Katalytischen Übertragung von Ammoniak Ammoniak-Forschung eröffnet neue Möglichkeiten für die Chemieindustrie

Die reversible Aktivierung und katalytische Übertragung von Ammoniak durch eine Hauptgruppenelementverbindung

Bild: Frank Breher, KIT
29.09.2023

Ein großes Ziel der Chemie ist es, auf einfachem Weg Amine aus Ammoniak und ungesättigten Kohlenwasserstoffen zu erzeugen. Während der katalytischen Addition, bei der Ammoniak aktiviert und anschließend übertragen wird, entsteht zudem kein Abfall und so ist sie besonders nachhaltig. Forschende am Karlsruher Institut für Technologie (KIT) sind dem Ziel nun ein Stück nähergekommen.

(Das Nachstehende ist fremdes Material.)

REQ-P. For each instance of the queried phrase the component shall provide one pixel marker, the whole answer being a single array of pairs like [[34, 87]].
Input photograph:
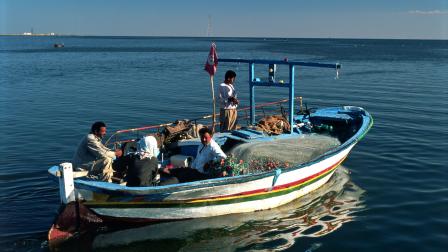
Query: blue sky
[[407, 19]]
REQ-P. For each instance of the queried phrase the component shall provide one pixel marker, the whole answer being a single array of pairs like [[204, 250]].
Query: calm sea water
[[391, 194]]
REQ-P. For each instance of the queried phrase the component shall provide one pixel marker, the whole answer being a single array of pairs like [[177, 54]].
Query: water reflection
[[314, 215]]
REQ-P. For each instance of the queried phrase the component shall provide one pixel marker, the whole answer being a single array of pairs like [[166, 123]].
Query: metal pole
[[252, 93], [291, 96]]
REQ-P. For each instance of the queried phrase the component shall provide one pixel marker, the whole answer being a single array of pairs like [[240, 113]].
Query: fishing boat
[[257, 190]]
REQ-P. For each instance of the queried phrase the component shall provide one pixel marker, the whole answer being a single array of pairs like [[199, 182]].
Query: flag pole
[[211, 66], [214, 103]]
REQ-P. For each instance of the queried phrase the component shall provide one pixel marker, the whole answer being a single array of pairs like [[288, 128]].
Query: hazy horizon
[[345, 19]]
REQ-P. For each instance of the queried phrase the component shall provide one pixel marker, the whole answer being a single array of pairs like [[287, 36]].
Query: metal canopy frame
[[291, 64]]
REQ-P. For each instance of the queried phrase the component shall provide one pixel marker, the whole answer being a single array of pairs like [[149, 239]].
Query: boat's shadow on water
[[319, 213]]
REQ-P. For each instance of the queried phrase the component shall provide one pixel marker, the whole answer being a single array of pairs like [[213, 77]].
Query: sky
[[396, 19]]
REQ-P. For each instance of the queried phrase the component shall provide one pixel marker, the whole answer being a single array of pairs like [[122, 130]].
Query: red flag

Das Molekül Ammoniak (NH3), eine Verbindung von Stickstoff und Wasserstoff, ist eine der meistproduzierten Chemikalien weltweit und bildet den Ausgangsstoff für die Herstellung vieler weiterer stickstoffhaltiger Verbindungen. Wenn es gelänge, durch Addition von Ammoniak an ungesättigte Kohlenwasserstoffe auf einfachem Weg Amine zu erzeugen, wäre der Chemie ein entscheidender Durchbruch gelungen.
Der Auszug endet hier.